集中講義に気を取られていたら小説の事を忘れていました。今は反省しています。

少年はそう言ってダイゴに前傾姿勢で駆け寄り、右手に持ったナイフで突きを繰り出す。

「どわあっ!?」

 ダイゴはそれをギリギリでかわすが、少年はそれを予想していたかのように、左手のナイフを逆手に持ち変えて、素早く追撃する。

「ふおぉっ!?」

 情けない声をあげながらも、ダイゴはそれも回避しようと身を捩る。しかし、ここは狭い裏路地の中。大柄なダイゴは身動きが満足に出来ず、右肩を少し裂かれた。

「ぐっ……!」

 顔を歪めながら肩を抑え、後ろに跳ぶ。傷口を抑える指の隙間から、細い血の滝が出現した。

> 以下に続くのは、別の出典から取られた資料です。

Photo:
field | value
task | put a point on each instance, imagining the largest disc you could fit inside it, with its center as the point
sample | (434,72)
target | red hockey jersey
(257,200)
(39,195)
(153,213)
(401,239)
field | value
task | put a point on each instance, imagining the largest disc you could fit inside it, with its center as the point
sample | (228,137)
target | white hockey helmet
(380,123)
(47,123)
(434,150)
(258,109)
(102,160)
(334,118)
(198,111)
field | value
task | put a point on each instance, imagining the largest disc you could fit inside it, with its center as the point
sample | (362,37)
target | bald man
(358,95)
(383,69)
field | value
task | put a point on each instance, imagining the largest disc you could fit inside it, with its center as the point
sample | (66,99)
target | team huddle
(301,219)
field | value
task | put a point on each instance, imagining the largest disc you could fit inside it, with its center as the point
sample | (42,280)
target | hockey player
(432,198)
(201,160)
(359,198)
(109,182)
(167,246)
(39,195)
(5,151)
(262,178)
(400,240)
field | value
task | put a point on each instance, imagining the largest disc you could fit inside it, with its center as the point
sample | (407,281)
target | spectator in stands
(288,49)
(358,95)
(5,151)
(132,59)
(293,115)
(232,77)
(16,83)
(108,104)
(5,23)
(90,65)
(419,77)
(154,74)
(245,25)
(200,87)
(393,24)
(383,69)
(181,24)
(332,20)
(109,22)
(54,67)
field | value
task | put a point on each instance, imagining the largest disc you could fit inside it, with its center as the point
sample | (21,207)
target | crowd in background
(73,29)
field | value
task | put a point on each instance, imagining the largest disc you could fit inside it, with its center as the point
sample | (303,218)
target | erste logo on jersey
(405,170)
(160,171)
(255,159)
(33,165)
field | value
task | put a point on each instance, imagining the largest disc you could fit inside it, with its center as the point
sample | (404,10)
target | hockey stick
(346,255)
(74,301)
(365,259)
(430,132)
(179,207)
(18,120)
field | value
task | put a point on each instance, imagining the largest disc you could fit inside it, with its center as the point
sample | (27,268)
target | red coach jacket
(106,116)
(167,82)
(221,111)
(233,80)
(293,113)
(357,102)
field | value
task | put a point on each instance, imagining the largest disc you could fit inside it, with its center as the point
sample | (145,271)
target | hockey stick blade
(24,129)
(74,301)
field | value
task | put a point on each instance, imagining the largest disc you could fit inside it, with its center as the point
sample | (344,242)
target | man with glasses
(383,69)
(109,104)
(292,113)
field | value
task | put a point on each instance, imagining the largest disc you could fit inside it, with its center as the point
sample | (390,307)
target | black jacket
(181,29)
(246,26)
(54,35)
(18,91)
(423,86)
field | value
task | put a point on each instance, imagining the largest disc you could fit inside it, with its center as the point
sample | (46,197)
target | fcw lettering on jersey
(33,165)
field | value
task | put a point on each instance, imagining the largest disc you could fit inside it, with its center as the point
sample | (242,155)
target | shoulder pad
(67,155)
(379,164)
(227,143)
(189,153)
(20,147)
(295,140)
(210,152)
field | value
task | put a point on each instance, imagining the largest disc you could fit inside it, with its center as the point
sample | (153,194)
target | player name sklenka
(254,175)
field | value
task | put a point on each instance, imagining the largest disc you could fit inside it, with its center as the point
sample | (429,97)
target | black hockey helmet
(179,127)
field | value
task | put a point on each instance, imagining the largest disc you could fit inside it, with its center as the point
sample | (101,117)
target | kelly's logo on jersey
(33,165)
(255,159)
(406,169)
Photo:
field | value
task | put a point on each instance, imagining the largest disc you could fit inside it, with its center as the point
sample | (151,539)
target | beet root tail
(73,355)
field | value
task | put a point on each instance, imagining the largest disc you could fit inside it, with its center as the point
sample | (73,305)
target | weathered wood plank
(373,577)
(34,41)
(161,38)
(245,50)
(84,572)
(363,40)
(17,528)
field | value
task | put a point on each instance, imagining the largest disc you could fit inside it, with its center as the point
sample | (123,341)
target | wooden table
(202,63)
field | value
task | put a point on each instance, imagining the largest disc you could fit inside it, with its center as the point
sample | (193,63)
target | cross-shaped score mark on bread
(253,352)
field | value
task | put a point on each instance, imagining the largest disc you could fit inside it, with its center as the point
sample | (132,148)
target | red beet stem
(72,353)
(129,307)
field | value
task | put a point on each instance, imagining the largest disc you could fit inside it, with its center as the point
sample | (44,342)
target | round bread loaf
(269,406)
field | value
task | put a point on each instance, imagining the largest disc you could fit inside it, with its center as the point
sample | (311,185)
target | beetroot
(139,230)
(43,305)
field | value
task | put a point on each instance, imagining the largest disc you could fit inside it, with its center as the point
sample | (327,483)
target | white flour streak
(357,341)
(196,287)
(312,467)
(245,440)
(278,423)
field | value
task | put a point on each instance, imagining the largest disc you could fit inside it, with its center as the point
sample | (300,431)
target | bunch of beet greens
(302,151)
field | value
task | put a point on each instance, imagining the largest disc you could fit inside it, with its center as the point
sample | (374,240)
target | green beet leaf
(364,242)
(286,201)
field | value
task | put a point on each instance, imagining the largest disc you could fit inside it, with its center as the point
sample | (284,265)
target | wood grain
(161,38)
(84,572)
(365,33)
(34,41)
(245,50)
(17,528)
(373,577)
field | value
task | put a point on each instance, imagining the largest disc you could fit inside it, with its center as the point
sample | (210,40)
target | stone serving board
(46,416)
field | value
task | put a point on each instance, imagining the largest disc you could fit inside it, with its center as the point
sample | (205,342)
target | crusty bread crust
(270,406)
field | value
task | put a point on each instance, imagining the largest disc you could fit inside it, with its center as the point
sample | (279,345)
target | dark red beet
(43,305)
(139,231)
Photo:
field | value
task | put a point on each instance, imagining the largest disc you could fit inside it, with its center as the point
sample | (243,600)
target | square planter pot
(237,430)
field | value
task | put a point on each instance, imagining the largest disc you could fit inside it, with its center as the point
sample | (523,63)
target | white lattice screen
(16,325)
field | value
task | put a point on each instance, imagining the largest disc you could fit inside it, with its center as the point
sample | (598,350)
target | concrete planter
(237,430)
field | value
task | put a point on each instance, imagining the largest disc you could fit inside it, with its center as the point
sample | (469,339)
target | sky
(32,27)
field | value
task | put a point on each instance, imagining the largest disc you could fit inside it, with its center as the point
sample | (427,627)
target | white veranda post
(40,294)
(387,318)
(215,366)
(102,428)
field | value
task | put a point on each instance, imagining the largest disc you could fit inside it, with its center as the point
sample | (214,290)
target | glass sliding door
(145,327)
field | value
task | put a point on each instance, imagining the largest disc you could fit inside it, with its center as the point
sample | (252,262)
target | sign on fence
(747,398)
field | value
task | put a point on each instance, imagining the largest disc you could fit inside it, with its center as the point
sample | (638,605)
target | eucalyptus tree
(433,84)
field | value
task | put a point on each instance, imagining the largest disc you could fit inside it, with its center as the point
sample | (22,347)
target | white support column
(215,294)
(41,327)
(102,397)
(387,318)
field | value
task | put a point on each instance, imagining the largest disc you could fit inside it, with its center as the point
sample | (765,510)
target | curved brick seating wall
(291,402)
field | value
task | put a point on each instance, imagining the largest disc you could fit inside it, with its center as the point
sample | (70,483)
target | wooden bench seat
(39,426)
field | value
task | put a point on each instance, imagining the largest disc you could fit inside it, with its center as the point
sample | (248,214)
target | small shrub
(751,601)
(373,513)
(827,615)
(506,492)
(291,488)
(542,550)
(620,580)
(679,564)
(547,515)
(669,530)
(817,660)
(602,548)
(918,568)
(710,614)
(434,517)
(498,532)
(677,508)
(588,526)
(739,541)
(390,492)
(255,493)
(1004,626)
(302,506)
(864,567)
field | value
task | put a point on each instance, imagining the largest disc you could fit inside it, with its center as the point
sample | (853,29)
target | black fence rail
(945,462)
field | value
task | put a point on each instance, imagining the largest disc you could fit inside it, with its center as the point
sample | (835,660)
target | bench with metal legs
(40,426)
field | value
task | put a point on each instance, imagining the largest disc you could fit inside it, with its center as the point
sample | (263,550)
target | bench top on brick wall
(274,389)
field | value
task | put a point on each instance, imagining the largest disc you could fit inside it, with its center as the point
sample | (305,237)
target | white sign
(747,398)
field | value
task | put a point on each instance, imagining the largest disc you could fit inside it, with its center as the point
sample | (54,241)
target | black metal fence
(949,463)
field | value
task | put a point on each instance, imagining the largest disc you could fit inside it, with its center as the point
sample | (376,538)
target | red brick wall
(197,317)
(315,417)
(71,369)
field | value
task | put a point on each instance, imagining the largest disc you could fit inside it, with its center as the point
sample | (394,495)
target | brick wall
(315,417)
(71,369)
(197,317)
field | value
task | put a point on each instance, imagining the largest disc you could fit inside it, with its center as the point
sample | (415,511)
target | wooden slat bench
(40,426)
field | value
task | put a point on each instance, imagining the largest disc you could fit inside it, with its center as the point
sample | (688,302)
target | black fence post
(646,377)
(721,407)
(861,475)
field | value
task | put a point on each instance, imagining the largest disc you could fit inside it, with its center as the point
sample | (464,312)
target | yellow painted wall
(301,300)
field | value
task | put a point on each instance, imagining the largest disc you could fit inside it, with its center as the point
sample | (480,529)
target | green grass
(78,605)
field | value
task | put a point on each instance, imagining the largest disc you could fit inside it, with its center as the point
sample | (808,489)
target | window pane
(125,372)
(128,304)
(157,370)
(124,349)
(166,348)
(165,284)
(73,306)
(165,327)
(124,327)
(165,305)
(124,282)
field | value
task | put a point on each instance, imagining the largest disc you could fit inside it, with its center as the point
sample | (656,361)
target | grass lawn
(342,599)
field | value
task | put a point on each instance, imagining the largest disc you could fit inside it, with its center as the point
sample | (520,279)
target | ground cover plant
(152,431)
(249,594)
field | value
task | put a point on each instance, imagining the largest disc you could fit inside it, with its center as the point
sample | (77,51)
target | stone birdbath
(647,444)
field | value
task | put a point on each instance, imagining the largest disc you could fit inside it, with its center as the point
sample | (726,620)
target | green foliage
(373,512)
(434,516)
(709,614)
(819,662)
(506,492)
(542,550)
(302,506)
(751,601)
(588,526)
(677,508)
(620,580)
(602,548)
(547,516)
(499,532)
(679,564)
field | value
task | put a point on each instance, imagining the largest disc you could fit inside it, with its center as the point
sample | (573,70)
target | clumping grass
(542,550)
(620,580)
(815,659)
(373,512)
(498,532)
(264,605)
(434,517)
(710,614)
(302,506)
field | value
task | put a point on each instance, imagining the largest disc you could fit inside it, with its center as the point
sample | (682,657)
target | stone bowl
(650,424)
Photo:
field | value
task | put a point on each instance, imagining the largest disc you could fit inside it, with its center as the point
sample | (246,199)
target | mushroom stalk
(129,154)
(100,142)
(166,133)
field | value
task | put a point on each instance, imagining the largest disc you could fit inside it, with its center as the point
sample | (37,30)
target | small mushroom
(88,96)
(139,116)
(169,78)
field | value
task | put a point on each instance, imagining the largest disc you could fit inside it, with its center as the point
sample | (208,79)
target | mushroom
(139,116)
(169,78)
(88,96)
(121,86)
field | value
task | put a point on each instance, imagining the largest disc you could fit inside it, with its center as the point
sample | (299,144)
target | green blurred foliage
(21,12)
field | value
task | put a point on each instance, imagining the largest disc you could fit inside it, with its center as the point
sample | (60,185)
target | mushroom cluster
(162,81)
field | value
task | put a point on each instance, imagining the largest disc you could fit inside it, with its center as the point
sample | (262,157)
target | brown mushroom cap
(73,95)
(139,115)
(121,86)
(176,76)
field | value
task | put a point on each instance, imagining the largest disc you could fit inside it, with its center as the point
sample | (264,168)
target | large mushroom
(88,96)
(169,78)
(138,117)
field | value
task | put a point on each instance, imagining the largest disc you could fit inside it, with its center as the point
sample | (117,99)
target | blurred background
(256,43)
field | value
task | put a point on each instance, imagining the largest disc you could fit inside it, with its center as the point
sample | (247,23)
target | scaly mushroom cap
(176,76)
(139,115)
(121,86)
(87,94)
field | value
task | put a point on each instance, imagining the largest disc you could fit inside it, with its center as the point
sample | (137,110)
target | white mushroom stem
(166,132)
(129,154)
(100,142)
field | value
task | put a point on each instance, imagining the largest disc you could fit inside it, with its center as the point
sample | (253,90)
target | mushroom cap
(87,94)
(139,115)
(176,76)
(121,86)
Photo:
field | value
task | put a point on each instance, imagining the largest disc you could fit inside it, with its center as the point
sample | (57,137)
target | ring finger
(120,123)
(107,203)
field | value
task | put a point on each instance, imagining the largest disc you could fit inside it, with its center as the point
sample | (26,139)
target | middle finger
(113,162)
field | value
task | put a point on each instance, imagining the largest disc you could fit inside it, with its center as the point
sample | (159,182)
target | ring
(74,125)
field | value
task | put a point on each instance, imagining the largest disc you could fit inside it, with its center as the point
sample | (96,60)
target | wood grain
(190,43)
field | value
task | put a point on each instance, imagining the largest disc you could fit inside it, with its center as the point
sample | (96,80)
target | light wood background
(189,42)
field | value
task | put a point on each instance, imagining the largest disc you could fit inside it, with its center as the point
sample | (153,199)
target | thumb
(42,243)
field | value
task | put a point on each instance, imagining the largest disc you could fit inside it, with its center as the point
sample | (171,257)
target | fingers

 そんなダイゴの姿を見て、少年は不満気に口元を歪める。

「チッ、デケェ図体のくせにチョコマカ動きやがってよぉ……」

 当たり前、と言うべきか、その表情からは人を傷付けたことに対する、良心の呵責は見られない。

 そんな少年に対し、ダイゴは呻きに似たトーンの声で、問うた。

「テメェ、何でこんなことしやがる……」

「ああ?」

 ダイゴの問いに少年は不機嫌そうに声を上げた後、忌々しげに顔を歪ませて答えた。

「んなもん、テメェからDPを奪うために決まってんだろうが」

その言葉の内容に、ダイゴは目を丸くする。エンディング以外平和な生前をのうのうと送っていたダイゴにとって、金の為に人を殺すという行為選択が、理解できなかったからだ。

 故に、ダイゴは次の瞬間、丸くした目を細め、眉の間に皺を寄せて、語気を怒らせながら、目の前の少年に対して言った。

「テメェ……!んなことして良いと思ってんのか……! 人ぶっ殺して身に着けた金を、お天道様の下で堂々と使えんのかよ……!!」

 のうのうと生きていたからこそ、その言葉には生前の彼の常識が、倫理観が、絡み付いていた。しかし、そんなダイゴの物言いに、少年はこれっぽっちも悔い改める素振りを見せない。ただ、不愉快そうに眉を上げるだけだ。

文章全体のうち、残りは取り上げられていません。